What a good looking boy


----------



## Borrelli21 (Oct 16, 2007)

> Originally Posted By: Mom2SamWhat a good looking boy










ITA!


----------



## Myamom (Oct 10, 2005)

Gwinnett has had a run on stunning GSD's....................


----------



## pamela berger (Jun 19, 2008)

bump


----------



## pamela berger (Jun 19, 2008)

bump


----------



## gagsd (Apr 24, 2003)

Gorgeous boy!!

There is another dog there that looks like a sable GSD, not sure if he has his own thread or not.
Internal ID Number is 7268, Male,PEN 153


----------



## pamela berger (Jun 19, 2008)

WIll check him out when I get back online in an hour


----------



## gsdinms (Jun 25, 2008)

Aww. How could a dog like this end up in a shelter ?


----------



## pamela berger (Jun 19, 2008)

> Originally Posted By: gagsd_pup1Gorgeous boy!!
> 
> There is another dog there that looks like a sable GSD, not sure if he has his own thread or not.
> Internal ID Number is 7268, Male,PEN 153


Checked their site and couldn't find #7268 (found #7392 which I posted separately)

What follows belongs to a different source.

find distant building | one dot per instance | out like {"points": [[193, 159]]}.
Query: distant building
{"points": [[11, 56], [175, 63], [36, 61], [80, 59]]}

Also, the GS on this thread #7229 is no longer listed


----------



## Myamom (Oct 10, 2005)

We very rarely save a Gwinnett GSD...it's very sad.......


----------



## Borrelli21 (Oct 16, 2007)

I am not seeing him-I see one that they say is hyper and wearing a red collar- different pen number- I wonder what happened to this poor baby...


----------



## gagsd (Apr 24, 2003)

Yes, he is gone from the website. As is the sable male. There is another blk/tan that looks like this guy and a white.


----------



## mmackey (Mar 30, 2008)

Already gone! Just last week there was another Gwinnet one listed only to be gone in a matter of days. Now this guy! Time is not on the side of the newest one listed. And these Gwinnet Sheps are all gorgeous.


----------